Influencer Marketing

Influencer Marketing


Influencer marketing (also known as influence marketing) is a form of social media marketing involving endorsements and product placement from influencers, people and organizations who have a purported expert level of knowledge or social influence in their field. Influencer content may be framed as testimonial advertising; influencers play the role of a potential buyer, or may be involved as third parties. These third parties can be seen in the supply chain (such as retailers or manufacturers) or as value-added influencers, such as journalists, academics, industry analysts, and professional advisers.


Social Influence

Most discussions of social influence focus on social persuasion and compliance. In the context of influencer marketing, influence is less about arguing for a point of view or product than about loose interactions between parties in a community (often with the aim of encouraging purchasing or behavior). Although influence is often equated with advocacy, it may also be negative.The two-step flow of communication model was introduced in The People's Choice (Paul LazarsfeldBernard Berelson, and Hazel Gaudet's 1940 study of voters' decision-making processes), and developed in Personal Influence (Lazarsfeld, Elihu Katz 1955) and The Effects of Mass Communication (Joseph Klapper, 1960).

Influencer marketing is also important through social comparison theory. As psychologist Chae reports, influencers serve as a comparison tool. Consumers may compare influencer lifestyles with their imperfections. Meanwhile, followers may view influencers as people with perfect lifestyles, interests, and dressing style. As such, the promoted products may serve as a shortcut towards a complete lifestyle. Chae's study finds women with low self-esteem compare themselves to the influencers. As such, they elevate the status of influencers above themselves. When using an influencer, a brand may use consumer insecurities to its benefits. For this reason, influencer marketing may lead to faulty advertising.

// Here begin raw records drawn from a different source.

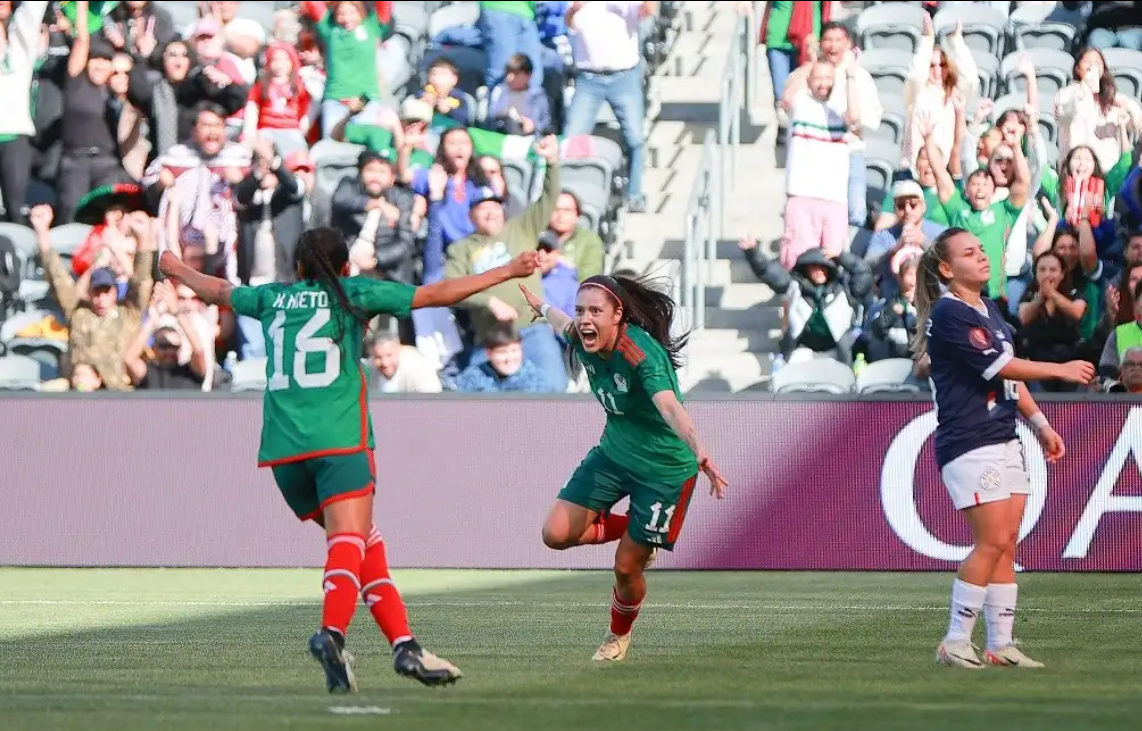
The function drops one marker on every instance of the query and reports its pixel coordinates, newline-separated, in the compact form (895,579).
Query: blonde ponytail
(930,284)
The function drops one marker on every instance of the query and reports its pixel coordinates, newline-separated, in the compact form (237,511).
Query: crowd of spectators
(219,130)
(980,126)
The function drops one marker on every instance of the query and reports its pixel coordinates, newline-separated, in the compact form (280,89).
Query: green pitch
(225,649)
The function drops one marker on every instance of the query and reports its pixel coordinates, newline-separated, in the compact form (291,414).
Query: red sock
(608,528)
(343,580)
(380,594)
(624,613)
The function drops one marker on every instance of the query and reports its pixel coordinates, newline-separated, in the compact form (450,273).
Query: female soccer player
(979,388)
(650,448)
(316,434)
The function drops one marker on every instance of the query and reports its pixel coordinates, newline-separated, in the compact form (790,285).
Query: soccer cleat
(958,655)
(426,667)
(650,559)
(1010,657)
(613,649)
(335,660)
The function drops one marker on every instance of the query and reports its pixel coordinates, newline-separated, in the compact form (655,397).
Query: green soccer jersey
(315,388)
(636,435)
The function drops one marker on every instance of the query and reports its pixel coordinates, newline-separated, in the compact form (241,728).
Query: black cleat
(420,665)
(335,660)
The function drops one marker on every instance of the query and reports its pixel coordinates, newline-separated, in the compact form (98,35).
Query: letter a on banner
(1102,500)
(898,489)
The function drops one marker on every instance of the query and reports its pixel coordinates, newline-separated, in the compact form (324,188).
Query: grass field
(225,649)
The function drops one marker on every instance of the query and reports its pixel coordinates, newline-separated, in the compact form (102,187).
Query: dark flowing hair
(644,304)
(321,257)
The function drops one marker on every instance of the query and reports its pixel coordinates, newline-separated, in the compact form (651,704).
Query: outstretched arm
(450,291)
(211,290)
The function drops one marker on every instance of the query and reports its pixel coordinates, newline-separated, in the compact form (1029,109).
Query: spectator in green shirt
(351,37)
(974,210)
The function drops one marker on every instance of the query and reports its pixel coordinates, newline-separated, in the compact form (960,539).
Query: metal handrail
(706,210)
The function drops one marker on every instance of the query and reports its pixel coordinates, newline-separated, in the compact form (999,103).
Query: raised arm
(450,291)
(211,290)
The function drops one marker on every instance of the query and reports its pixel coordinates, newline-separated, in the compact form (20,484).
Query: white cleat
(613,649)
(1010,657)
(958,655)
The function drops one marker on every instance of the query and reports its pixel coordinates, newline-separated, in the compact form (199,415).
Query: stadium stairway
(731,353)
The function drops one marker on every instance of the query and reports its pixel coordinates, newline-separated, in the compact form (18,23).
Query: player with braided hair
(316,434)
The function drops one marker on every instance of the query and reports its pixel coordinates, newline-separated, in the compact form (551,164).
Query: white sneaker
(958,655)
(1010,657)
(613,649)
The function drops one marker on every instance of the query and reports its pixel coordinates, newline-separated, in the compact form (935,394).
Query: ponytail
(930,287)
(321,257)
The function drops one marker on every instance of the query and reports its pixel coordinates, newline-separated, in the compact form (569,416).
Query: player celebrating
(316,434)
(650,448)
(978,383)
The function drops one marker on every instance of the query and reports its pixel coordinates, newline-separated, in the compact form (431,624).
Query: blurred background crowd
(222,129)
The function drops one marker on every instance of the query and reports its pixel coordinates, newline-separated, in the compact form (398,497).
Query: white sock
(999,608)
(966,602)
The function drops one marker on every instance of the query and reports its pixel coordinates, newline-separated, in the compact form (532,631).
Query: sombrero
(94,207)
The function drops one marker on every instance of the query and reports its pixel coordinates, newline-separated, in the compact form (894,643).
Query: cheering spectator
(351,35)
(1050,314)
(99,327)
(507,29)
(441,93)
(401,368)
(817,209)
(279,106)
(975,210)
(497,241)
(19,30)
(911,234)
(270,201)
(608,55)
(504,368)
(823,298)
(931,97)
(162,370)
(375,216)
(1090,105)
(837,49)
(139,29)
(892,319)
(516,107)
(578,243)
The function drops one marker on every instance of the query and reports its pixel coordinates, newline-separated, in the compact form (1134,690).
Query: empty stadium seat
(1031,29)
(814,376)
(983,25)
(1126,65)
(891,26)
(1052,71)
(889,69)
(886,376)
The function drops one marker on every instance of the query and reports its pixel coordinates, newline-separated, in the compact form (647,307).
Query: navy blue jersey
(974,406)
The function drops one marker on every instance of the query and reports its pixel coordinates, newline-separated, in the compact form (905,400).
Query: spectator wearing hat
(21,25)
(515,106)
(90,145)
(504,367)
(913,233)
(375,216)
(578,244)
(99,326)
(496,241)
(279,104)
(401,368)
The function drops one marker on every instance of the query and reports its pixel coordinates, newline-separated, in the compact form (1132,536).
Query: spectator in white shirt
(608,58)
(401,368)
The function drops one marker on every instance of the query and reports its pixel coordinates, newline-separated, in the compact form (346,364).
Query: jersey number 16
(305,342)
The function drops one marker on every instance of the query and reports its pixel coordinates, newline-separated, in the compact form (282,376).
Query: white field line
(546,604)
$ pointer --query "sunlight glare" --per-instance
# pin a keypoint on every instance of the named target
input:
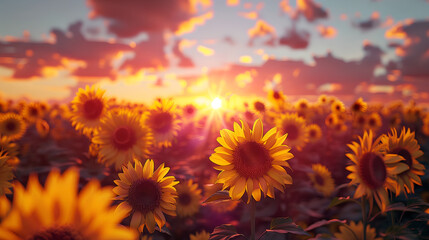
(216, 103)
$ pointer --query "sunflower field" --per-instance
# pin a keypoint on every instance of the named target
(266, 168)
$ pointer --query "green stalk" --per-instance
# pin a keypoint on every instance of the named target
(252, 218)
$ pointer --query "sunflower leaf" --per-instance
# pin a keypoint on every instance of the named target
(285, 225)
(323, 223)
(218, 196)
(340, 200)
(226, 232)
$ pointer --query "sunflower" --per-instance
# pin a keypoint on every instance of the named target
(354, 231)
(12, 126)
(203, 235)
(146, 194)
(10, 149)
(338, 107)
(250, 161)
(372, 171)
(88, 108)
(294, 126)
(322, 179)
(6, 174)
(32, 112)
(374, 121)
(359, 106)
(189, 197)
(121, 138)
(259, 106)
(406, 146)
(5, 207)
(314, 133)
(42, 128)
(57, 211)
(163, 121)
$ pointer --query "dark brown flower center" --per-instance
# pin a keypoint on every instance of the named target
(144, 195)
(124, 138)
(356, 107)
(184, 199)
(161, 122)
(259, 106)
(33, 111)
(372, 122)
(56, 233)
(312, 133)
(93, 108)
(361, 120)
(292, 131)
(11, 126)
(372, 170)
(405, 154)
(319, 179)
(251, 159)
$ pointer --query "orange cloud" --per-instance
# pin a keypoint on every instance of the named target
(189, 25)
(249, 15)
(327, 31)
(261, 29)
(205, 50)
(246, 59)
(232, 2)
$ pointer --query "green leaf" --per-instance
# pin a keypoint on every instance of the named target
(218, 196)
(340, 200)
(226, 232)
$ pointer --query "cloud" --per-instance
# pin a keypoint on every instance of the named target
(29, 59)
(184, 61)
(298, 77)
(327, 31)
(127, 18)
(310, 10)
(147, 54)
(414, 52)
(369, 24)
(295, 39)
(260, 30)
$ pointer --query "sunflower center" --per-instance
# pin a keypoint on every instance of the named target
(259, 106)
(161, 122)
(190, 110)
(292, 131)
(319, 179)
(361, 120)
(373, 170)
(405, 154)
(356, 107)
(92, 108)
(276, 95)
(312, 133)
(124, 138)
(251, 159)
(184, 199)
(11, 126)
(65, 233)
(144, 195)
(33, 111)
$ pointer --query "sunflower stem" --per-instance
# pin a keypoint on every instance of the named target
(252, 218)
(364, 217)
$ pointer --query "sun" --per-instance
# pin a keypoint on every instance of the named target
(216, 103)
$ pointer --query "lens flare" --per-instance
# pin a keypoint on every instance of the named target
(216, 103)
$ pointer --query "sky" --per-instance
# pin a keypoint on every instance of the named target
(140, 50)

There is a lack of consensus about what an influencer is. One writer defines them as "a range of third parties who exercise influence over the organization and its potential customers." Another defines an influencer as a "third party who significantly shapes the customer's purchasing decision but may never be accountable for it." According to another, influencers are "well-connected, create an impact, have active minds, and are trendsetters". And just because an individual has many follows does not necessarily mean they have much influence over those individuals, only that they have many followers.

Sources of influencers vary. Marketers target easily identifiable influencers, such as journalists, industry analysts, and high-profile executives. For most business-to-consumer (B2C) purchases, influencers may include people known to the purchaser and the retail staff. In high-value business-to-business (B2B) transactions, influencers may be diverse and might include consultants, government-backed regulators, financiers, and user communities.

Forrester Research analyst Michael Speyer notes that for small and medium-sized businesses, "IT sales are influenced by several parties, including peers, consultants, bloggers, and technology resellers." According to Speyer, "Vendors need to identify and characterize influencers inside their market. This requires a comprehensive influencer identification program and the establishment of criteria for ranking influencer impact on the decision process." Influencers can play a variety of roles at different times in a decision-making process, an idea developed by Brown and Hayes.


Identifying Influencers

Market-research techniques can be used to identify influencers, using predefined criteria to determine the extent and type of influence. Activists get involved with organizations such as their communities, political movements, and charities. Connected influencers have large social networks. Authoritative influencers are trusted by others. Active minds have a diverse range of interests. Trendsetters are the early adopters (or leavers) of markets. According to Malcolm Gladwell, "The success of any kind of social epidemic is heavily dependent on the involvement of people with a particular and rare set of social gifts". He has identified three types of influencers who are responsible for the "generation, communication and adoption" of messages:

  • Connectors network with a variety of people, have a wide reach, and are essential to word-of-mouth communication.
  • Mavens use information, share it with others, and are insightful about trends.
  • Salesmen are "charismatic persuaders". Their influence is the tendency of others to imitate their behavior.

Most current information about influencers focuses on consumer, rather than business-to-business, markets. Word-of-mouth communication is prevalent in a consumer environment. In business marketing, influencers affect a sale but are typically eliminated from the purchase decision. Consultants, analysts, journalists, academics, regulators, and standards bodies are examples of business influencers.

Influencers may be further categorized by the number of followers they have on social media. They include outside celebrities with large followings and internet celebrities on social-media platforms such as YouTube, Instagram, Facebook, and Twitter.Their followers range in number from hundreds of millions to 1,000. Influencers may be categorized in tiers (mega-, macro-, micro-, and nano-influencers), based on their number of followers.

Businesses pursue people who aim to lessen their consumption of advertisements, and are willing to pay their influencers more. Targeting influencers is seen as increasing marketing's reach, counteracting a growing tendency by prospective customers to ignore marketing.


Marketing researchers Kapitan and Silvera find that influencer selection extends into product personality. This product and benefit matching is key. For a shampoo, it should use an influencer with good hair. Likewise, a flashy product may use bold colors to convey its brand. If an influencer is not flashy, they will clash with the brand. Matching an influencer with the product's purpose and mood is important.